Companies with high bids on the leases in late 2008, along with the counties of Carbon, Uintah and Duchesne in Utah, appealed the action by then-newly installed Interior Secretary Ken Salazar to withdraw the leases sold by the federal Bureau of Land Management (BLM) on federal acreage in the eastern corner of the state (see Daily GPI, May 18, 2009).

Denver-based Impact Energy Resources LLC, Peak Royalty Holdings Inc. of Utah and Denver-based Questar Exploration and Production Co. (now QEP Resources Inc.) argued that Salazar violated the Mineral Leasing Act (MLA) and the Federal Land Policy and Management Act (FLPMA) by withdrawing the Utah leases after they had been awarded to high bidders in a December 2008 auction.

In September 2010, U.S. District Court Judge Dee Benson in an 18-page decision agreed that Salazar “exceeded his authority” by withdrawing the oil/gas leases in Utah after the government held a competitive lease sale, but he nevertheless rejected the challenge of three independent producers and Utah counties of Salazar’s decision because they filed their lawsuit too late (see Daily GPI, Sept. 7, 2010).

Salazar’s move came after producers had bought and paid for the leases and Interior cashed their checks. The money was later refunded.

At the center of the dispute was the date at which Salazar’s decision had been final. The Interior Department claiming Feb. 4, 2009, and the plaintiffs alleging it was Feb. 12 that year. Judge Benson disagreed with both sides, concluding that a Feb. 6, 2009 intra-agency memo in which the secretary directed the Utah BLM state director to withdraw the leases was the final decision. The producers were not officially notified until Feb. 12.

A majority of the three appellate judges agreed with Benson’s district court decision that the plaintiffs had waited too long and missed the statutory period for to filing their appeals. Senior Judge Stephanie Seymour and Judge Carlos Lucero agreed with the earlier court decision, but Judge Timothy Tymkovich dissented.

“Seymour held that the word ‘final’ bears the same meaning in the phrase ‘final decision of the Secretary [Salazar]’ as it does in the phrase ‘final agency action’ under the Administrative Procedures Act, and that final agency action occurred no later than Feb. 6 [2009],” the 64-page ruling said, noting that Tymkovich agreed with Seymour’s conclusion but disagreed on the majority’s conclusion.

“Judge Tymkovich agrees with Judge Seymour’s conclusion that final agency action is necessary, but disagrees with the majority’s conclusion that the suit is time-barred as explained in his dissent.”

Tymkovich argued that a Feb. 6 memo could not have been the final agency action because it “did not withdraw the leases but instead anticipated that further steps would be needed to effectuate the withdrawals,” the court decision said.

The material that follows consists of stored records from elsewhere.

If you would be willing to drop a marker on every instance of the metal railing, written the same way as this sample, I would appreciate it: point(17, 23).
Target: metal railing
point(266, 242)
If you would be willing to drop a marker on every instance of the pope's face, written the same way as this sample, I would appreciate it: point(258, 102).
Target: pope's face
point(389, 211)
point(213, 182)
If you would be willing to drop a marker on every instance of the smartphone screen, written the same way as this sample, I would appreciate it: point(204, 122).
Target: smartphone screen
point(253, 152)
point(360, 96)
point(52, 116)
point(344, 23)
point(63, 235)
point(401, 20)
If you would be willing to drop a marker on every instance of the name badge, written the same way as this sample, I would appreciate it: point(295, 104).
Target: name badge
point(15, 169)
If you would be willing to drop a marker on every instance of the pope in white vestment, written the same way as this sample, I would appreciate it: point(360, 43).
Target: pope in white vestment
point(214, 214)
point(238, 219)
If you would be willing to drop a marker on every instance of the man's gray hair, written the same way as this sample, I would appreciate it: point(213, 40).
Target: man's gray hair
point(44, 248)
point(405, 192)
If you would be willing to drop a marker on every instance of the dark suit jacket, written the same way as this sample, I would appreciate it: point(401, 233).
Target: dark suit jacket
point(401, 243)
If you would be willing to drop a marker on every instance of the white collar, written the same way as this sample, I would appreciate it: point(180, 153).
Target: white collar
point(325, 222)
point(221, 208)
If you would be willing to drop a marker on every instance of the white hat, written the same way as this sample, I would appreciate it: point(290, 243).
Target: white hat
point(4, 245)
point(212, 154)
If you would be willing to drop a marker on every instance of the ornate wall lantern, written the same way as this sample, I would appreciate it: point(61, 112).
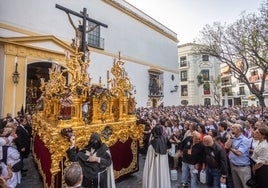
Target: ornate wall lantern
point(16, 75)
point(175, 89)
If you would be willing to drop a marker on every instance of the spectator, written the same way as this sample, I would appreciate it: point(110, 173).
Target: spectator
point(156, 169)
point(260, 157)
point(192, 156)
point(73, 175)
point(215, 163)
point(239, 147)
point(96, 162)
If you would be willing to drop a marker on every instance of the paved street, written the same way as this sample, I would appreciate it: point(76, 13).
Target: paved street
point(33, 180)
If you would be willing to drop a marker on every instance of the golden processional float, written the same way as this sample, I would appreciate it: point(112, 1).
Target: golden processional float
point(108, 111)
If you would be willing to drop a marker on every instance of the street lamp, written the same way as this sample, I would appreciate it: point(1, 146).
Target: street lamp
point(225, 90)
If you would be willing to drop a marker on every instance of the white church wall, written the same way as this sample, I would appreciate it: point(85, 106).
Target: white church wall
point(143, 46)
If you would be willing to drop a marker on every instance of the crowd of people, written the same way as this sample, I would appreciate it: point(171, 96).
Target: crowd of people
point(229, 144)
point(15, 146)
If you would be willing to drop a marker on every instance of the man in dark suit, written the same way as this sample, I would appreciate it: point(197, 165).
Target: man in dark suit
point(23, 140)
point(28, 126)
point(73, 175)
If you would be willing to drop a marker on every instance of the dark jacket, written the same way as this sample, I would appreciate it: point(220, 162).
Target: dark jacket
point(215, 157)
point(23, 141)
point(196, 154)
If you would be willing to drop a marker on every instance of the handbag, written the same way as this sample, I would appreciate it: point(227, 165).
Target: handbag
point(252, 181)
point(203, 177)
point(16, 167)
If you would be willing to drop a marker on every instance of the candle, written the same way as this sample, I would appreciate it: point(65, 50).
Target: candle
point(108, 75)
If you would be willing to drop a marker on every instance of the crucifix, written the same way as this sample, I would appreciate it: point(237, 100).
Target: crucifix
point(81, 30)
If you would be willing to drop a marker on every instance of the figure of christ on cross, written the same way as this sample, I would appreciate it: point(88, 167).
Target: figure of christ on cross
point(81, 30)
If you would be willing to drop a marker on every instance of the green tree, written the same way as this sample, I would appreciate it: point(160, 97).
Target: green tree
point(240, 45)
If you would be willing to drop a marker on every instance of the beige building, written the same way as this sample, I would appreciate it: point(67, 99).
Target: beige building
point(190, 67)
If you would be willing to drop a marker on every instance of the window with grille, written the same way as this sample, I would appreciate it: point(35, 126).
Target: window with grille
point(183, 61)
point(183, 75)
point(241, 91)
point(94, 39)
point(184, 90)
point(205, 58)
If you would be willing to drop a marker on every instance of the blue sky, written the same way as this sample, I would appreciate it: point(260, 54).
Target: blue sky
point(188, 17)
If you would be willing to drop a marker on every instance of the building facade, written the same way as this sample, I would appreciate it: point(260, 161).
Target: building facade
point(236, 93)
point(192, 66)
point(36, 34)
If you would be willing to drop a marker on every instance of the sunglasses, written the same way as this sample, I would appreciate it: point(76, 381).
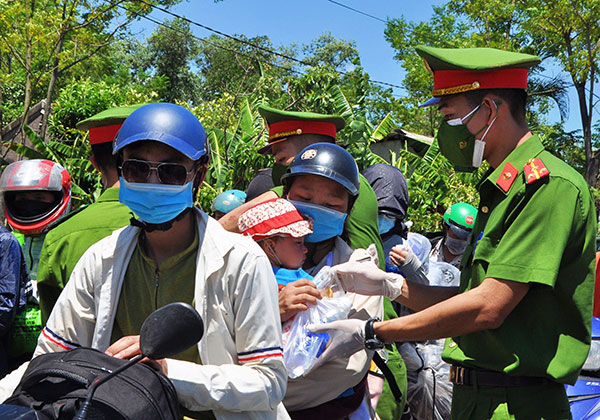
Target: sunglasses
point(134, 170)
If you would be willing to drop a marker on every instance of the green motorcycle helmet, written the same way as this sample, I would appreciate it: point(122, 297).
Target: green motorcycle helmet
point(460, 217)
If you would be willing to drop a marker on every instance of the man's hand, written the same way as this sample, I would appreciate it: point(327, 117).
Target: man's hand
point(295, 297)
point(404, 257)
point(366, 278)
point(128, 347)
point(347, 337)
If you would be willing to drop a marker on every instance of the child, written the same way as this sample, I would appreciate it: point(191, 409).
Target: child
point(279, 229)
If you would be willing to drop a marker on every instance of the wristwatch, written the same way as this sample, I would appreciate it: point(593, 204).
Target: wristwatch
point(372, 342)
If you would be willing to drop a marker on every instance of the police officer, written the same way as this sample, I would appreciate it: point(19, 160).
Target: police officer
point(520, 320)
point(73, 235)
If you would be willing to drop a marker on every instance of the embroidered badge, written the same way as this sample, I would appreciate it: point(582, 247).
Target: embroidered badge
point(507, 177)
point(535, 169)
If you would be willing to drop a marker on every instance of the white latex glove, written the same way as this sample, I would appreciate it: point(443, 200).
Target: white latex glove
point(366, 278)
point(365, 255)
point(404, 257)
point(347, 337)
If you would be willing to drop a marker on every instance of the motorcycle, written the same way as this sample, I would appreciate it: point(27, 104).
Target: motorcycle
point(167, 331)
point(584, 396)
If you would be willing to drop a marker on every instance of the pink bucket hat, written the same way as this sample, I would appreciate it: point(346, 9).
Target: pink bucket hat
point(273, 217)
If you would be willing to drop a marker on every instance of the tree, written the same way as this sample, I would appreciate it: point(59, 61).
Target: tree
point(42, 40)
point(569, 31)
point(469, 23)
point(171, 50)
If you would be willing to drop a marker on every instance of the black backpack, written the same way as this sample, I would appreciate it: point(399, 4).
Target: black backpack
point(55, 385)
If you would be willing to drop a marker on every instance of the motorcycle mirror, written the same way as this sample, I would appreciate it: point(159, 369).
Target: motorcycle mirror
point(170, 330)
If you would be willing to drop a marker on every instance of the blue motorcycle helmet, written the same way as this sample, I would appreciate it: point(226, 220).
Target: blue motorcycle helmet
point(329, 161)
point(228, 200)
point(167, 123)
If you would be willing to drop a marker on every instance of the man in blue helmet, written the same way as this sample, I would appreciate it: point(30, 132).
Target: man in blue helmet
point(323, 184)
point(175, 252)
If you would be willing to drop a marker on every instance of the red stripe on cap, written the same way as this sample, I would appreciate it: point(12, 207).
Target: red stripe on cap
point(283, 128)
point(261, 230)
point(513, 78)
point(104, 134)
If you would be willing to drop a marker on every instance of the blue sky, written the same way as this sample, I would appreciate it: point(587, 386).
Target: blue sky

The decision goes on to cite the majority as agreeing with the district court that the energy operators were “not entitled to equitable tolling in this matter” since the BLM notified the high bidders six days after Salazar made his decision, and the government notified the operators of its position that Feb. 6 was “the operative date during agency proceedings.”

While expressing its disappointment with the appeals court decision, a spokesperson for one of the operators, Denver-based QEP, said his company was “encouraged” by what they described as Judge Tymkovich’s “sharp” dissent. “[He] concluded that we had made a timely appeal of BLM’s lease withdrawal decision in 2009,” the spokesperson said.

“While we continue to review the details of the decision, we believe the conflicting rationales offered by all three judges on the core procedural question make this case a potential candidate for retrial by the [entire] 10th Circuit Court of Appeals.”

QEP’s spokesperson said the decision “clearly sets a disturbing legal precedent,” one he described as giving the use of internal communications among government officials the same standing as public notice.

Since it happened at the beginning of the Obama administration, environmental groups have supported Salazar’s move, and an attorney for Southern Utah Wilderness Alliance hailed the appellate court panel’s decision. The attorney told local news media the court action is the “final rejection” of the ongoing challenges.

However, the judicial panel’s 64-page decision articulated some future problems in upholding the BLM handling of the leases, noting that giving “legal effect to internal agency documents will likely expose agencies to judicial challenges that would today be considered unripe,” and it raises the potential “for agencies intentionally abusing [generic appellate court decisions] by keeping ‘final decisions’ secret for some time, or by failing to disclose the precise dates such decisions were made internally.”

The judges acknowledged that “the notion that undisclosed, even secret, documents trigger a statute of limitations is contrary to the notion of open and accountable administrative decision-making.”

A Uintah County commissioner, Mike McKee, told local news media that the court decision “sets a bad precedent,” allowing government agencies to secretly make decisions.